As he fed the rubber through the rest of the process – the pressing, the trimming, the aligning – his mind wandered to Rebecca. His conversations with her had become shorter. More tense, less graceful.
He pulled out the flattened sheets of what would soon become pencil erasers and dunked them into a vat of cold water. The water splashed onto his shirt that covered his large belly. He cursed and looked up at the clock. Ten minutes until the erasers were done cooling and hardening. Break. He stepped outside. Rebecca’s words stewed in his head. He reached for his pocket, grabbed his phone and dialed Rebecca’s number. Rebecca’s New Jersey stained accent filled his machine-hardened ears.
“Why are you calling? I’m at work.”
“I know, but I had to talk to you.”
“You didn’t have to talk to me. You just wanted to”
“Um. I guess so.”
“I’ve been thinking. Are you really going to… like, break up with me?”
“Dating for 6 years is a long time, Jimmy. I can’t keep doing this. I need something that’s permanent.”
“So you’re saying you wanna get married?”
“I’m just sayin’ I want somethin’ that’s permanent.”
“Six years is permanent, Rebecca, what are you talking about?”
“Permanent for the future. What’s wrong with you? Permanent for the future, the future.”
“Look, can I just call you back after work? I gotta run.”
“No, I said ‘Next time we talk, we gotta talk.’ Talk to me, or I can’t do this no more.”
Jimmy looked around, uneasy. He shifted his weight.
“I… I gotta go. I’ll call you.”
“I just need something that’s gonna stay.”

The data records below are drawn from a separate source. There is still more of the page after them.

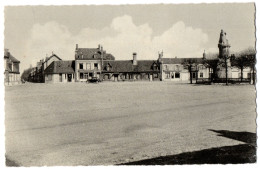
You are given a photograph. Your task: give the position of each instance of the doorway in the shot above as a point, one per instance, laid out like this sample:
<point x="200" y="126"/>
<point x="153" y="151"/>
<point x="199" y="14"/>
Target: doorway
<point x="69" y="77"/>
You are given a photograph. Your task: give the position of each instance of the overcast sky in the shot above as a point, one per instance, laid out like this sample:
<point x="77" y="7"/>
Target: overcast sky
<point x="31" y="32"/>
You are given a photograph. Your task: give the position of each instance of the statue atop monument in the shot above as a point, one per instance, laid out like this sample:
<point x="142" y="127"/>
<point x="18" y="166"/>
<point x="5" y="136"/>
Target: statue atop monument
<point x="224" y="46"/>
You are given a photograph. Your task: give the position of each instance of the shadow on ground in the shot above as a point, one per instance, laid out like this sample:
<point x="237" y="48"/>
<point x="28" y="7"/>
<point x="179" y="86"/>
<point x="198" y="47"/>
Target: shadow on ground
<point x="237" y="154"/>
<point x="10" y="163"/>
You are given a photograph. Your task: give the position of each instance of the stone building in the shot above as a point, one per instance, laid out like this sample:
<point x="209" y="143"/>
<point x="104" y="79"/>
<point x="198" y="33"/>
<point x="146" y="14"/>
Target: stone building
<point x="89" y="62"/>
<point x="131" y="70"/>
<point x="12" y="70"/>
<point x="182" y="69"/>
<point x="60" y="72"/>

“I know. I… I’ll call you.”
Jimmy lowered the phone.
Jimmy watched the rubber cycle through the rollers. As the heated mounds of rubber rolled through, he grabbed them and funneled them back through.
Grabbed them, funneled them back through.
Grabbed them, funneled them.
Jimmy looked up. Coworker.
“Help out at the end of the line, Bill took off for a sec.”
Jimmy nodded and moved down the line.
He picked up a stack of the small cardboard containers. The erasers came rolling off the line, freshly stamped and pressed, warm to the touch.
He picked three erasers and stuffed them into the cardboard box that would end up on the shelf somewhere. Probably Wal-Mart.
He picked three more, stuffed them.
Picked, and stuffed.
Picked, and stuffed.
“I’m just saying,” He thought. “I want somethin’ that’s permanent.”